Create a new project

Set up Kedro if you have not already done so.

Important

We recommend that you use the same version of Kedro that was most recently used to test this tutorial (0.19.0). To check the version installed, type kedro -V in your terminal window.

Navigate to the folder you want to store the project. Type the following to generate the project from the Kedro spaceflights starter. The project will be populated with a complete set of working example code:

kedro new --starter=spaceflights-pandas

When prompted for a project name, you should accept the default choice (Spaceflights) as the rest of this tutorial assumes that project name.

After Kedro has created the project, navigate to the project root directory:

cd spaceflights

Install project dependencies

Kedro projects have a requirements.txt file to specify their dependencies and enable sharable projects by ensuring consistency across Python packages and versions.

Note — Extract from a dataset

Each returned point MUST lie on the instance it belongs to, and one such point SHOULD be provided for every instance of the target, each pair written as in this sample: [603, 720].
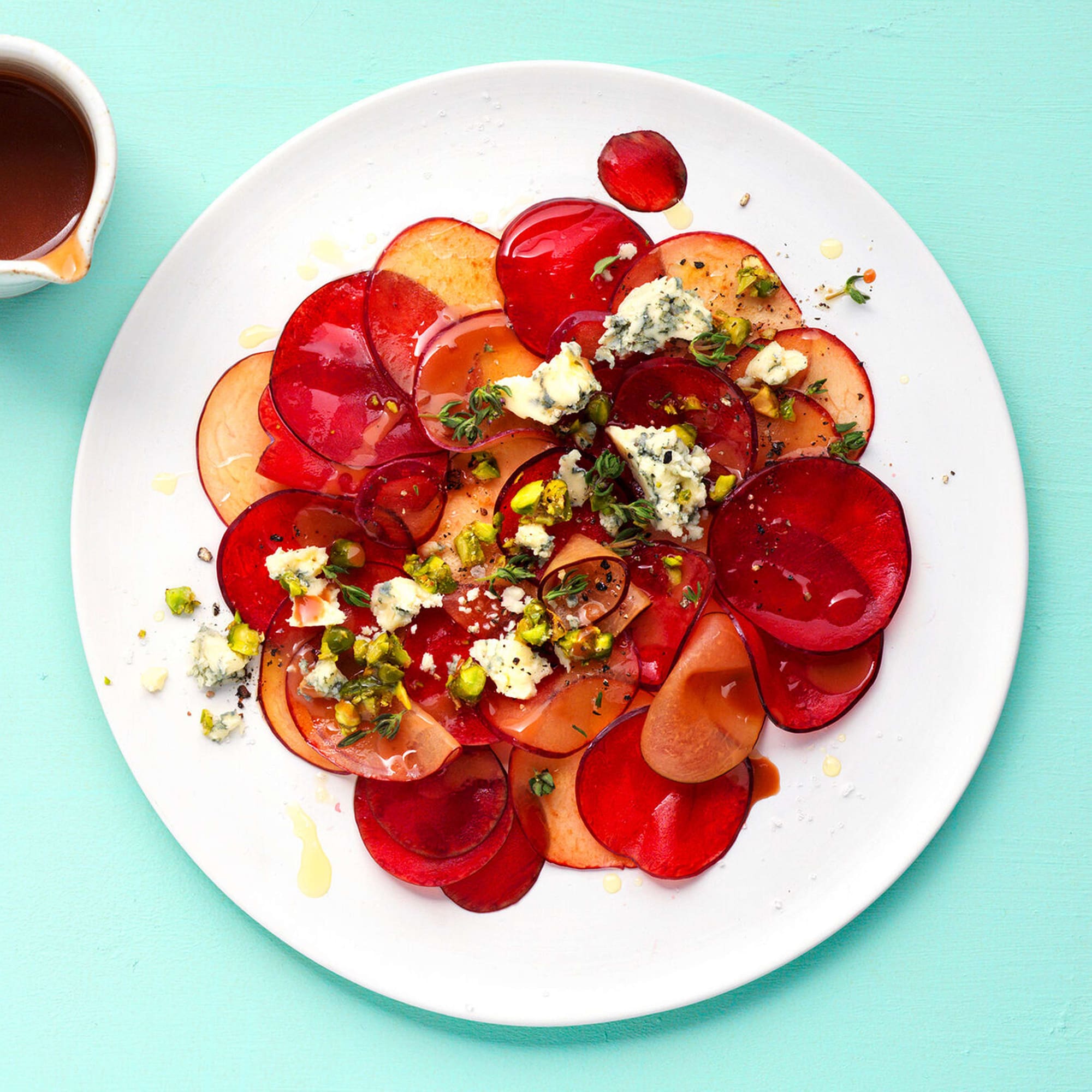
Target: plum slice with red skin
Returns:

The spaceflights project dependencies are stored in requirements.txt(you may find that the versions differ slightly depending on the version of Kedro):

# code quality packages
ipython>=7.31.1, <8.0; python_version < '3.8'
ipython~=8.10; python_version >= '3.8'
ruff==0.1.8

# notebook tooling
jupyter~=1.0
jupyterlab_server>=2.11.1
jupyterlab~=3.0

# Pytest + useful extensions
pytest-cov~=3.0
pytest-mock>=1.7.1, <2.0
pytest~=7.2

# Kedro dependencies and datasets to work with different data formats (including CSV, Excel, and Parquet)
kedro~=0.19.0
kedro-datasets[pandas-csvdataset, pandas-exceldataset, pandas-parquetdataset]>=3.0
kedro-telemetry>=0.3.1
kedro-viz~=6.0 # Visualise pipelines

# For modeling in the data science pipeline
scikit-learn~=1.0

Install the dependencies

To install all the project-specific dependencies, run the following from the project root directory:

pip install -r requirements.txt

Optional: logging and configuration

You might want to set up logging at this stage of the workflow, but we do not use it in this tutorial.

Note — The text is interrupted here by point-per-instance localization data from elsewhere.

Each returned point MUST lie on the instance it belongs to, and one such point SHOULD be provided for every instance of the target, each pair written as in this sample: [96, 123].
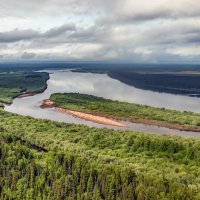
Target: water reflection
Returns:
[104, 86]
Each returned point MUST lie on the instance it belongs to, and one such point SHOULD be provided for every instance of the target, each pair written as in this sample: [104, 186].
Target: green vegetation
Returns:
[14, 83]
[41, 159]
[123, 110]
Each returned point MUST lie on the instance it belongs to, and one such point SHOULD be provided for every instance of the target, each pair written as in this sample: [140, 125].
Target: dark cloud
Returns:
[27, 55]
[17, 35]
[60, 30]
[145, 30]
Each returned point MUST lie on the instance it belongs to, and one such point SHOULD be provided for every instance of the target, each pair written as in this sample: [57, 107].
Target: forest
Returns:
[127, 111]
[41, 159]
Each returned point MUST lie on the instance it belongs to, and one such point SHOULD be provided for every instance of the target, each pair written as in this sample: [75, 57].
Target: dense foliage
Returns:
[123, 110]
[187, 83]
[14, 83]
[78, 162]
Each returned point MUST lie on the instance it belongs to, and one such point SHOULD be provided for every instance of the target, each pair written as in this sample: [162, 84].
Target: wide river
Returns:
[103, 86]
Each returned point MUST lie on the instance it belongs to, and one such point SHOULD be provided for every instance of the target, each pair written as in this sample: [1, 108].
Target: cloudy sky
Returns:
[151, 31]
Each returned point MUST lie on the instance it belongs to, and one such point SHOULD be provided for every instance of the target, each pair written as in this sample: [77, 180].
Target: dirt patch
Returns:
[48, 104]
[92, 118]
[28, 94]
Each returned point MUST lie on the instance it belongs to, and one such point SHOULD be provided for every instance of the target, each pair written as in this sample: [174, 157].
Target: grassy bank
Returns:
[14, 83]
[128, 111]
[94, 163]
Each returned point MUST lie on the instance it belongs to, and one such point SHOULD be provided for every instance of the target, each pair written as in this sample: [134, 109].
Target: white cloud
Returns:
[130, 30]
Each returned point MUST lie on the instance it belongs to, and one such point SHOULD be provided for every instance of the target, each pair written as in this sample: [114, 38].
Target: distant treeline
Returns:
[89, 163]
[186, 84]
[14, 83]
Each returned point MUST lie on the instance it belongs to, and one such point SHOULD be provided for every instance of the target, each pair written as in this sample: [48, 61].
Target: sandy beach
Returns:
[89, 117]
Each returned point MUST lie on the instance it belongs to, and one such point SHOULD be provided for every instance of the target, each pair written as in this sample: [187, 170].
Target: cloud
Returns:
[27, 55]
[132, 31]
[17, 35]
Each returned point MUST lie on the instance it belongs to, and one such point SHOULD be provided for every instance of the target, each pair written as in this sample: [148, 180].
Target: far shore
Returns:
[115, 120]
[88, 117]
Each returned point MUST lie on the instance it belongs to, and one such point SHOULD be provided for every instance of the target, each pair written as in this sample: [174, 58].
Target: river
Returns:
[101, 85]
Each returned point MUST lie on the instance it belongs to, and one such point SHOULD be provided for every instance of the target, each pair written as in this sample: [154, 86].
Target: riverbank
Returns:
[89, 117]
[122, 111]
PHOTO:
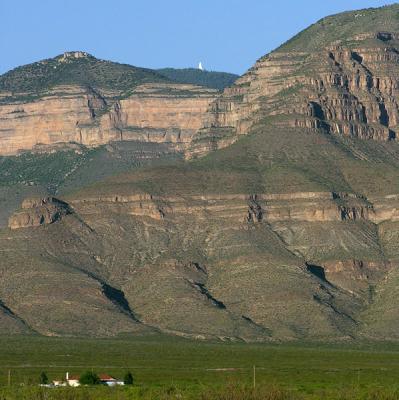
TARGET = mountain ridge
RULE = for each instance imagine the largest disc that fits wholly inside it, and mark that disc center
(278, 221)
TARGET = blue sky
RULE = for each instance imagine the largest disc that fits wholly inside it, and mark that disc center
(226, 35)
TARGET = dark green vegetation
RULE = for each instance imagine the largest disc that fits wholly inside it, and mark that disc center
(282, 226)
(166, 368)
(212, 79)
(84, 70)
(344, 27)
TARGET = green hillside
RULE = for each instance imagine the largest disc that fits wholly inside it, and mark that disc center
(68, 69)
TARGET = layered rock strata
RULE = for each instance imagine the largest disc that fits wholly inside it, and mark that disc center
(348, 88)
(152, 113)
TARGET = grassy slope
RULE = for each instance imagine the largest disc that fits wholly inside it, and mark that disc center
(344, 26)
(43, 75)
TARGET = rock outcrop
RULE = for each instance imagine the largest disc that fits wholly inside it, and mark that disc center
(151, 113)
(39, 211)
(346, 88)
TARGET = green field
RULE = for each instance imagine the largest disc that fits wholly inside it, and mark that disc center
(166, 367)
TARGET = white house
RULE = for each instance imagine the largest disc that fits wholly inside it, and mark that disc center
(72, 380)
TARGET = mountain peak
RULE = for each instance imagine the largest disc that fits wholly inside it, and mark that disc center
(73, 55)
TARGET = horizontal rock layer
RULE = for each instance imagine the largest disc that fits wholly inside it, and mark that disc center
(152, 113)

You may also want to store credentials such as usernames and passwords if they are needed for specific data sources used by the project.

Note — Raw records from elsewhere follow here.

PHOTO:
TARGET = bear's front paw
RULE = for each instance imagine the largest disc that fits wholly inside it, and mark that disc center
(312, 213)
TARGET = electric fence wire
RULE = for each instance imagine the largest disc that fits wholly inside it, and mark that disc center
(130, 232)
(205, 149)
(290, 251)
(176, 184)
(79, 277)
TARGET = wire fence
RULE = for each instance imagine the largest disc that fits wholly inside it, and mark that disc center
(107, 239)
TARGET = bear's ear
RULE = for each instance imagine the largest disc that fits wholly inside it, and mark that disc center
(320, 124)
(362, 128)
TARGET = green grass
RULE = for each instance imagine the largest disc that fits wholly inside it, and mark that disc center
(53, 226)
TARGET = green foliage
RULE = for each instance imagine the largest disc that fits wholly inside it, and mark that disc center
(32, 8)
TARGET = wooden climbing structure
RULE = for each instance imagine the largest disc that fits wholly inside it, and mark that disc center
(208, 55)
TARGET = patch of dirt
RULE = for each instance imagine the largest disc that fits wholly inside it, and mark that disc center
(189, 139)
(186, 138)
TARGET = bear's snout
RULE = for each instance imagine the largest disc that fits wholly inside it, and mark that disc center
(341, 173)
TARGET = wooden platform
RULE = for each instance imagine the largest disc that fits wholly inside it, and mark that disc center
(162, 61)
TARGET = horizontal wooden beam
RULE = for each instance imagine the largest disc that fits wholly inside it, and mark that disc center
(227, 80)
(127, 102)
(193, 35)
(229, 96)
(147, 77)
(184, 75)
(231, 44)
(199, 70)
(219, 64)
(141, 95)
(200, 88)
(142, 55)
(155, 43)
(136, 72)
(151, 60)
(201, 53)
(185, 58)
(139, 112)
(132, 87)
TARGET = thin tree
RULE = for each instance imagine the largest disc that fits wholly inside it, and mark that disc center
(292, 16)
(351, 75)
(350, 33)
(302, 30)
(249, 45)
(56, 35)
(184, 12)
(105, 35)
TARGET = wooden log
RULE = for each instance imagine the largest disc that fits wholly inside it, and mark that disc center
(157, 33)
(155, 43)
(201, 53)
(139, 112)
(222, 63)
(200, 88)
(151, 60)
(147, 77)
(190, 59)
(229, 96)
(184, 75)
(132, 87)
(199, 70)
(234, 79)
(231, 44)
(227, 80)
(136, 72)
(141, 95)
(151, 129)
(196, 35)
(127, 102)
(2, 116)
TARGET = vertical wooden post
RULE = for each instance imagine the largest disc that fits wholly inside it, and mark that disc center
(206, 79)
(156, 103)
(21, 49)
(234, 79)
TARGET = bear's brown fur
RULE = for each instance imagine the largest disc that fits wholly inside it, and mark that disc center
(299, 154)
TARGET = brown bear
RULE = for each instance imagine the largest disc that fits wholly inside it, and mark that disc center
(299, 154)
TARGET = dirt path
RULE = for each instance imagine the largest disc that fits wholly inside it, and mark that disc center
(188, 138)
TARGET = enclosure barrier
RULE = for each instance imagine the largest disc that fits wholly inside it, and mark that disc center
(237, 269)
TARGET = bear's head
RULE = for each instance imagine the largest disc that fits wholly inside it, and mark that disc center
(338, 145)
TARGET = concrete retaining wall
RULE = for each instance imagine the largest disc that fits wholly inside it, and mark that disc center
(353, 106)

To do this, add them to conf/local/credentials.yml (some examples are included in that file for illustration).

Configuration best practice to avoid leaking confidential data

  • Do not commit data to version control.

  • Do not commit notebook output cells (data can easily sneak into notebooks when you don’t delete output cells).

  • Do not commit credentials in conf/. Use only the conf/local/ folder for sensitive information like access credentials.

You can find additional information in the documentation on configuration.